The central components of the laser beacon encompass several crucial elements:

• The titanium container serves as the structural housing for the laser system.
• The internal aluminum mechanics provide the necessary framework for integrating the various components of the laser beacon.
• A connector enables underwater connectivity, facilitating both the power supply to the laser beacon and external communication.
• The glass rod, coupled with an attached diffuser, effectively scatters the laser light in the desired pattern, preventing the adverse effects of biofouling.
• The electronics component is responsible for supplying power to the laser beacon’s elements. Additionally, it manages operations remotely using the I²C protocol. This control extends to functions such as switching the laser on/off, adjusting the laser emission frequency, and overseeing the filtering level of the electronic attenuator.
• At the heart of the system is the laser itself, specifically a Q-switched Nd-YAG laser, which serves as the primary component responsible for emission.
• An electronic attenuator is integrated to modulate the intensity of the laser beam emitted by the Q-switched Nd-YAG laser.

3. Batteries

One of the key components of the laser beacon is the battery system. The power available in the NEMO tower was not enough to flash the laser, so a battery system was included in the laser beacon. This system can be operated normally, as only a few minutes of operation per week are required. Several models of batteries were analyzed, and finally, the Ni-MH (nickel–metal hydride) [15,16] model was chosen, mainly due to the following reasons:

• Although they have a lower charge density than Li-Ion [17,18] and Li-Po batteries [19,20], Ni-MH batteries do not need a protection circuit to maintain safe operation, reducing the complexity of the circuit.
• They tolerate maintaining a charge even when fully charged, without the need for discharging or half-charging before storage, as required by other technologies.
• They are more economical and ecological than Ni-Cd [21,22] batteries since they do not contain highly polluting cadmium.
• The primary limitation stems from the need to charge using a current that is less than 10% of the load. In this specific scenario, this requirement is indeed an advantage, as it is mandatory to limit the load current due to the input power supplied to the laser beacon being limited to 12 V at 200 mA.

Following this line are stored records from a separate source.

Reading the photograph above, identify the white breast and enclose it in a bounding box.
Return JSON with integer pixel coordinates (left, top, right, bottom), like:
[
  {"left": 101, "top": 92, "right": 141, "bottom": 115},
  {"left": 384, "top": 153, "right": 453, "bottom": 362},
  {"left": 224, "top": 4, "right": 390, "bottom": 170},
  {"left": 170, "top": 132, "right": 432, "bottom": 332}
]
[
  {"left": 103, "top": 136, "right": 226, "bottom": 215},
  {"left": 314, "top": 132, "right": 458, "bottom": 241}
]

The final rechargeable batteries chosen were the Supreme from Duracell, which are Ni-NM cells with a capacity of 2450 mAh and a voltage of 1.2 V. The main characteristics of the battery are shown in

Table 1. Specifications of the battery chosen for the NEMO laser beacon.

Property	Value	Units
Battery Type	Ni-MH 2450 mAh, AA
Battery Capacity	2450	mAh
Battery Voltage	1.2	V
Manufacturing Technology	Nickel–metal hydride
External Diameter	14.5	mm
External Height	50.5	mm
Weight	28	g

. To supply enough power to the laser, the battery has to include at least 10 elements or cells, each with a voltage of 1.2 volts. Each cell has a nominal unloaded state value of 1.2 volts; as it charges, this voltage value increases up to 120% of the nominal value. This increase can be seen in Figure 2.

Therefore, the battery formed by ten cells will have a nominal voltage of 12 V, which will increase up to 14.4 V when the battery is fully charged. The current should not exceed 10% of its capacity. Maintaining the ambient temperature within the range of −20 °C to 60 °C is necessary. Considering that the temperature at the seabed remains stable at 13 °C, this criterion should be met when deployed.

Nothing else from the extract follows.